Cabinet Minister Of Housing, Social Welfare, Cultural Affairs, Fisheries and Slum Development Government of Maharashtra
- In office 1977–1978
- In office 1972–1975

Member of Maharashtra Legislative Council
- In office 1968–1978

Personal details
- Born: 28 February 1925 Maharashtra, India
- Died: 23 July 1999 Maharashtra, India
- Political party: Scheduled Caste Federation,; Republican Party of India,; Indian National Congress;
- Occupation: Activist, Journalist, Legislator

= Dadasaheb Rupwate =

Indian politician, newspaper editor, and Ambedkarite activist

Damodar Tatyaba Rupwate (28 February 1925 – 23 July 1999), commonly known as Dadasaheb Rupwate was an Indian politician, Ambedkarite social activist and newspaper editor from Maharashtra. Initially he was a member of the Scheduled Caste Federation and the Republican Party of India, and later the Indian National Congress. Dadasaheb Rupwate was a colleague and follower of B. R. Ambedkar, human rights leader.
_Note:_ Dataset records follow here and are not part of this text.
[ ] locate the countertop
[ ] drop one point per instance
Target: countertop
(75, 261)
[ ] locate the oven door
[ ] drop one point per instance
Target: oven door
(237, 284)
He was a founder-member of the Republican Party of India (1957). He was a member of the Maharashtra Legislative Council for the period 1968 to 1978. He served as twice Cabinet Minister State of Maharashtra for the period 1972 to 1975 and 1977 to 1978; and He had Departments: Social Welfare, Housing, Cultural, Fisheries, Slum Development. He was the general secretary of All India Congress Committee. He is a committee members of Dr. Babasaheb Ambedkar: Writing and Speeches, a 22-volume series.

He was an editor of weekly "Prabuddha Bharat" and Marathi Encyclopedia, Vai (1962–1966). He was a sub-editor of "The Republican" (1960–1962). He was a trustee of weekly "Sadhana" Trust (1968 – 1978 and from 1997 onwards).
Inspired by Ambedkar's Dalit Buddhist movement, Rupwate and his family converted to Buddhism in 1956. His son Premanand Rupwate was a social activist and politician.

Dadasaheb Rupwate Vidyalay And Junior College, in Ahmednagar is named after him.